“What unit is that measured in?”
He let out a breathy laugh, but the humor fled his face in an instant.
“You said earlier he did great,” she reminded him.
“Yeah, well,” Jackin began, then shrugged. “He’s not half bad. But green as shit, I mean—the EVA thing? Come on.”
“I know, I know. But he’s learning. And fast.”
“Yeah,” Jackin agreed, leaning back in his seat. “Talk about a shitstorm. Ever think about blaming him? All this started when he showed up.”
Her brow creased in amused disbelief. “You think he brought the Divide with him?”
“Maybe not, but a whole pile of bad karma.”
“The point is,” Adequin said, steering them back on track, “if ripping the door off worked, we’ll rip the door off again. Or maybe Puck can hack it.”
Jackin held up one finger. “Small problem.”
“Go ahead.”
“We may have forcibly ejected ourselves from that air lock before it had a chance to seal and depressurize.”
“May have?”
“Did.”
She sighed. “Well, that’s not ideal. But the gate should have automatically sealed off that sector. We’ll just have to dock at the other set of air locks. Which side did you break?”
“Starboard.”
“Then we go in port.”
Minutes later, they decelerated out of warp speed, and Jackin flew them inward until Kharon Gate appeared on their long-range scanners. On the viewscreen, Adequin could just barely distinguish the tiny black shape the deserted gate carved out against the backdrop of endless stars.
“Huh.” Jackin slid open a few menus, then leaned closer to the interface. “Huh…”
“Jack.”
“Yeah, sorry.” He slid the scanner display to overlay on the viewscreen, then spread his hands to enlarge it to full width. The orange holographic map showed a wide, gridded expanse, with a single, long, narrow blip on the farthest edge.
“I’m not seeing anything other than the gate itself,” Jackin said. “No other ships. I think they left.”
Adequin nodded. “It’d be just like Drudgers to get bored and leave. Let’s head in. Dock port.”
“Okay, boss. But if the doors on starboard were bugged, port might be as well. They could be headed back shortly after we dock.”
She shrugged. “We can be sitting ducks here, on a ship with no armaments, or sitting ducks in the station, where we can mount a defense.”

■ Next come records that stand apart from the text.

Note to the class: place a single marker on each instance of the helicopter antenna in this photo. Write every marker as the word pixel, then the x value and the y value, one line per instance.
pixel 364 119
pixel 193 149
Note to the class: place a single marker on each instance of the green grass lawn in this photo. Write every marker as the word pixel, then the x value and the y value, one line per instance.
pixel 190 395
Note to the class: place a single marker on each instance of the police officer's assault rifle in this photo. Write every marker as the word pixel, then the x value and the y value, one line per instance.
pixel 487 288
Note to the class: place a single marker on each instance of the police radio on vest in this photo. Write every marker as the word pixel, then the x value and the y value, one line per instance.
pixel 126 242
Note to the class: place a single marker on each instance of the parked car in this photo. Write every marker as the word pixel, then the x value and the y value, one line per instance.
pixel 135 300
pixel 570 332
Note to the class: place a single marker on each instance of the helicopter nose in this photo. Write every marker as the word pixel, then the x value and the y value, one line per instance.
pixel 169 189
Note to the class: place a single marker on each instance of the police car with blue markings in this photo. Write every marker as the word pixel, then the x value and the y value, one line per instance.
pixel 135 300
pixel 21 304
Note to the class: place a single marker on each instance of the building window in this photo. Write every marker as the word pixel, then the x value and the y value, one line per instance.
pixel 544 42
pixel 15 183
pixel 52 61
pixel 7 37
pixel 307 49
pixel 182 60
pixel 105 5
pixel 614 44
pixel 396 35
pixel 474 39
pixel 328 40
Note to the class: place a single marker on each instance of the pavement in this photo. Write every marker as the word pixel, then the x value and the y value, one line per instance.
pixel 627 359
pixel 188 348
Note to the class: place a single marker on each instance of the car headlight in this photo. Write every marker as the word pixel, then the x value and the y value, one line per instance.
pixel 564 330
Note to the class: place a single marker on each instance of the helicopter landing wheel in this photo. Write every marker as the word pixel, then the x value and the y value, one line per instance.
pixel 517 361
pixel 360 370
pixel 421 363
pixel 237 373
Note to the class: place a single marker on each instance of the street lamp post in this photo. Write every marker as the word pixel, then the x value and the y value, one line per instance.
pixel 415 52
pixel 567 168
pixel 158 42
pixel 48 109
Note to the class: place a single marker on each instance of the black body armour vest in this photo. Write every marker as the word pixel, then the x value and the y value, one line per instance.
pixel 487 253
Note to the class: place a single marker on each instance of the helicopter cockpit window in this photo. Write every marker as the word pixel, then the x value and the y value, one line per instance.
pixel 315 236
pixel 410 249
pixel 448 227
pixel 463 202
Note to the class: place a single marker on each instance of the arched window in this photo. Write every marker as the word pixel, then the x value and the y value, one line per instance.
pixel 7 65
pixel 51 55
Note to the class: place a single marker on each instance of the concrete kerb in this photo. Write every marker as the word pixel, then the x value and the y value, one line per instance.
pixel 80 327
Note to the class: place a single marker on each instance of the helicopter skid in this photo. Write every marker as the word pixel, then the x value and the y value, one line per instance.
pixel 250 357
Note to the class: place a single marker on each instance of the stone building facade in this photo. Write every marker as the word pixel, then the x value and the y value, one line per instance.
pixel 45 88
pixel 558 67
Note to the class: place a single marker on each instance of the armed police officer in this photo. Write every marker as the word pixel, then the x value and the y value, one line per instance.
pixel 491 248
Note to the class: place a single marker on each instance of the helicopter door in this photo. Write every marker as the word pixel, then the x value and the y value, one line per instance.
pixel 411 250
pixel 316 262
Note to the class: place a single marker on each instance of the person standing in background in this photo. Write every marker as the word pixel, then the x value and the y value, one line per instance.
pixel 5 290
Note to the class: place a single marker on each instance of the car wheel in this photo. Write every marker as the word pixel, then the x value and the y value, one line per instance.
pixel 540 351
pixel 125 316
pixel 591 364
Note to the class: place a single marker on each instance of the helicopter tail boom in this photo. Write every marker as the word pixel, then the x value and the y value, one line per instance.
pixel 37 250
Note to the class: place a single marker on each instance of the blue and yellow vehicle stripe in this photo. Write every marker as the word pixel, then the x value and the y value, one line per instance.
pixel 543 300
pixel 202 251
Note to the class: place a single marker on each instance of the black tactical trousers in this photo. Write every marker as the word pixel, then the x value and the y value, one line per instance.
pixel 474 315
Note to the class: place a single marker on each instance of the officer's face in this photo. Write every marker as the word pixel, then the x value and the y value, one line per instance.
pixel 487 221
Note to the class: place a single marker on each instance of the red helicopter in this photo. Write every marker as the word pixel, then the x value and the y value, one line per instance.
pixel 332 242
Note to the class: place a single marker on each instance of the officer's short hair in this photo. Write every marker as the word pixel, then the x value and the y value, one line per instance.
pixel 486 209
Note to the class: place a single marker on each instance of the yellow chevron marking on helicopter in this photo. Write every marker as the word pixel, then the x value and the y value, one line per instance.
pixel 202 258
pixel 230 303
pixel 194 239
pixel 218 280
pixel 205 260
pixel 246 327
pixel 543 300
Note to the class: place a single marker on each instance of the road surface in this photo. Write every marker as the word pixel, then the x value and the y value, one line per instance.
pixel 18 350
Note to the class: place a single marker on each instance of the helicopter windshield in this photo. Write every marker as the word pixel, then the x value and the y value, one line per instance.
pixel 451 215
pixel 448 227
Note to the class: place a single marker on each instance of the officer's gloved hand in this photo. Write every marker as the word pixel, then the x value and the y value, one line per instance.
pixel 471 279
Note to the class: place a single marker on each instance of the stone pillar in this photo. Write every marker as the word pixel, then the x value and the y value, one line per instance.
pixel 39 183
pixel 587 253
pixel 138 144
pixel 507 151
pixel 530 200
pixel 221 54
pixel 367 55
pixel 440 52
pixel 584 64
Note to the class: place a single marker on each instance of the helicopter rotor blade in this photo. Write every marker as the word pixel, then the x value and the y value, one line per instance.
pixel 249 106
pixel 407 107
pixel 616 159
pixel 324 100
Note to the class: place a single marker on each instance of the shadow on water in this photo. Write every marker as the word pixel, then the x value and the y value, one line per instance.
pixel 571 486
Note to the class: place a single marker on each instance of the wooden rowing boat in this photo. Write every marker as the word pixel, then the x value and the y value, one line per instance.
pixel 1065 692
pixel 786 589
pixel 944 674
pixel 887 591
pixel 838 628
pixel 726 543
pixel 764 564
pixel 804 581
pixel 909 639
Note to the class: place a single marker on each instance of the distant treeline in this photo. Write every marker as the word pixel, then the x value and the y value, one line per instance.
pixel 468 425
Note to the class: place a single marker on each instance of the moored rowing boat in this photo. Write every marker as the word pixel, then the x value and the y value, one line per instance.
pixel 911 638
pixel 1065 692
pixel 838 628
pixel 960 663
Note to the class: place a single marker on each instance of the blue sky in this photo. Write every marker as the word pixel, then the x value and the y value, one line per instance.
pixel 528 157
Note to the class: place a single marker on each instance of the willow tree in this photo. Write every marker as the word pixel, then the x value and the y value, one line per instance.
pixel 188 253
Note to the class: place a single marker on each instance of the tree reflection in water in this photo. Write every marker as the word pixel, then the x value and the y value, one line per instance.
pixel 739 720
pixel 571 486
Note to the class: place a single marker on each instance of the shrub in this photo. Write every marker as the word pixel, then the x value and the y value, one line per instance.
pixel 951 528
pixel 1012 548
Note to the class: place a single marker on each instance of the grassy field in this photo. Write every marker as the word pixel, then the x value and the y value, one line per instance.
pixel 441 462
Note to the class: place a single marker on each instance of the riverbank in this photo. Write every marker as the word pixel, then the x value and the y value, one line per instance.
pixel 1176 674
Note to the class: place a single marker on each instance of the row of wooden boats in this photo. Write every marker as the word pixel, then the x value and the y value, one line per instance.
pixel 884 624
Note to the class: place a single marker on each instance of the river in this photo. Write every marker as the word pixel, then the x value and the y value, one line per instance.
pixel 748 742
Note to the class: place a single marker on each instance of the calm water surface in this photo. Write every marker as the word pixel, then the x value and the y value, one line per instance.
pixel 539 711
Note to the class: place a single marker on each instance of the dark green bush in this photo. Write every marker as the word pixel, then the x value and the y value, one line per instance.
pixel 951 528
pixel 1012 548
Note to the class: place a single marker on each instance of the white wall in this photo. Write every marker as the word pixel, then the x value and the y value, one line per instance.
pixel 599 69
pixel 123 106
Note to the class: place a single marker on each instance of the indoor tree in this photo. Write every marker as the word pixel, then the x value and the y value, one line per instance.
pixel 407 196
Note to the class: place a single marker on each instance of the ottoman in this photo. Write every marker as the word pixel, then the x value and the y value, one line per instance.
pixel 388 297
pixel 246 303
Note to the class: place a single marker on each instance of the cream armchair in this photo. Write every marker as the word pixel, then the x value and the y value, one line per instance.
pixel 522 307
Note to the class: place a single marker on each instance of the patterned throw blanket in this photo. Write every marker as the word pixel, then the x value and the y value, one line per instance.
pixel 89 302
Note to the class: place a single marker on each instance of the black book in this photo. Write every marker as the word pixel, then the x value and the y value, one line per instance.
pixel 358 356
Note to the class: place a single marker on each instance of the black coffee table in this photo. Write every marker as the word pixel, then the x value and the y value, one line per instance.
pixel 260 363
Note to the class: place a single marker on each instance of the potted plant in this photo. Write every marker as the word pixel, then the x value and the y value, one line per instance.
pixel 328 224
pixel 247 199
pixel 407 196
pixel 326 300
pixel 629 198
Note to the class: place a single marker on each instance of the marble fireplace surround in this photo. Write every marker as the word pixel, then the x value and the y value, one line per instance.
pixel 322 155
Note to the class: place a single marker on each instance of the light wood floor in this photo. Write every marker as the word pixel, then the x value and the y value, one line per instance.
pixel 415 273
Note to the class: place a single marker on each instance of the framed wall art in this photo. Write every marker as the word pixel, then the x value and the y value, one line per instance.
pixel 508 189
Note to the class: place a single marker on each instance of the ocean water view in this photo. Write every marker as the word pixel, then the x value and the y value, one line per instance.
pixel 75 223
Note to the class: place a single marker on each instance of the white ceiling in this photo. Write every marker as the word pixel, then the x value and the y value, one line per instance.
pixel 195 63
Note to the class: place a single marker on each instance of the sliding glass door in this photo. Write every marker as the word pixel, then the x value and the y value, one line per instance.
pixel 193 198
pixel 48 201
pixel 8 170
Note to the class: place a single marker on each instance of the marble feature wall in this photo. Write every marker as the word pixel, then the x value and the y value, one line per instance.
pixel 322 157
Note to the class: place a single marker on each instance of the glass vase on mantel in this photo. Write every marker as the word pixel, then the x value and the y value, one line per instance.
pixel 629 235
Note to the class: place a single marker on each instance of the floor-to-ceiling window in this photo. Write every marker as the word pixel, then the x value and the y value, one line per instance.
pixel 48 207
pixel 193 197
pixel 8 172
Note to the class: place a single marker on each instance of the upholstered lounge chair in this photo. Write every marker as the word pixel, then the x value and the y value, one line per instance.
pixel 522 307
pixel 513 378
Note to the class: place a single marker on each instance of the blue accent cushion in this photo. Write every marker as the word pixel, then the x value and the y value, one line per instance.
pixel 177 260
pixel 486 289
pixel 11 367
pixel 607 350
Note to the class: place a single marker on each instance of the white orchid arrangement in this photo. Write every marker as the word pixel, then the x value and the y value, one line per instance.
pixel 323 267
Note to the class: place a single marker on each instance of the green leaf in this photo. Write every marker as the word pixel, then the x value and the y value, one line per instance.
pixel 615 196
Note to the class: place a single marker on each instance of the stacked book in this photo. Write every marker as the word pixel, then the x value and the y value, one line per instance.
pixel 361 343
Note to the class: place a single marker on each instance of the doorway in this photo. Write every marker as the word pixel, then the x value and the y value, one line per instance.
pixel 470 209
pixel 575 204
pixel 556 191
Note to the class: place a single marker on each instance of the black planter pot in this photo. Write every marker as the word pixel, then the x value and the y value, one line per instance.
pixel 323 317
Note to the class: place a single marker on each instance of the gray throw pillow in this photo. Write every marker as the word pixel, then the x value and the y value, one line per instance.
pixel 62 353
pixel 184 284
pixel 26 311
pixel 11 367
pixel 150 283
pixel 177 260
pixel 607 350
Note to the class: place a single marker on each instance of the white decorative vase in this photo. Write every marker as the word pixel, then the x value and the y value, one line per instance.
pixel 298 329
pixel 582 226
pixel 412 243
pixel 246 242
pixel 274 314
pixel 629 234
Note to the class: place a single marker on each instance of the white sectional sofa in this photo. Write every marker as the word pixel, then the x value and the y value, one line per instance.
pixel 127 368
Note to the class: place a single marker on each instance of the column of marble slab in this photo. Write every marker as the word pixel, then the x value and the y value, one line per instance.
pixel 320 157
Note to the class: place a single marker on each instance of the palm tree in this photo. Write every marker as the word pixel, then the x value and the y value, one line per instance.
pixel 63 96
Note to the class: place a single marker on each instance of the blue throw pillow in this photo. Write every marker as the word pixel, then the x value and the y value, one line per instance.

“Fair point.” Jackin swept open the interface and typed in a command. The ship rumbled as the ion engines roared to life, and they sped toward Kharon Gate.
* * *
A few minutes later, they were docked. Adequin disembarked first, welcomed to the P1 primary air lock by blaring sirens and flashing emergency lights. From the control screen, Puck both quelled the station-wide alarm and opened the air lock—without the need to liberate the door from its track.
Jackin thoroughly checked both the primary and secondary doors, but found no device like the one they’d found on the starboard side.
The rest of the crew unloaded into the main corridor. When they were all gathered, Adequin reluctantly made her way up the ramp leading deeper into the station, then turned to face them.
“Listen up,” she said. They fell silent and turned to look at her. “We have reason to believe there could be a Drudger ship incoming to this location.”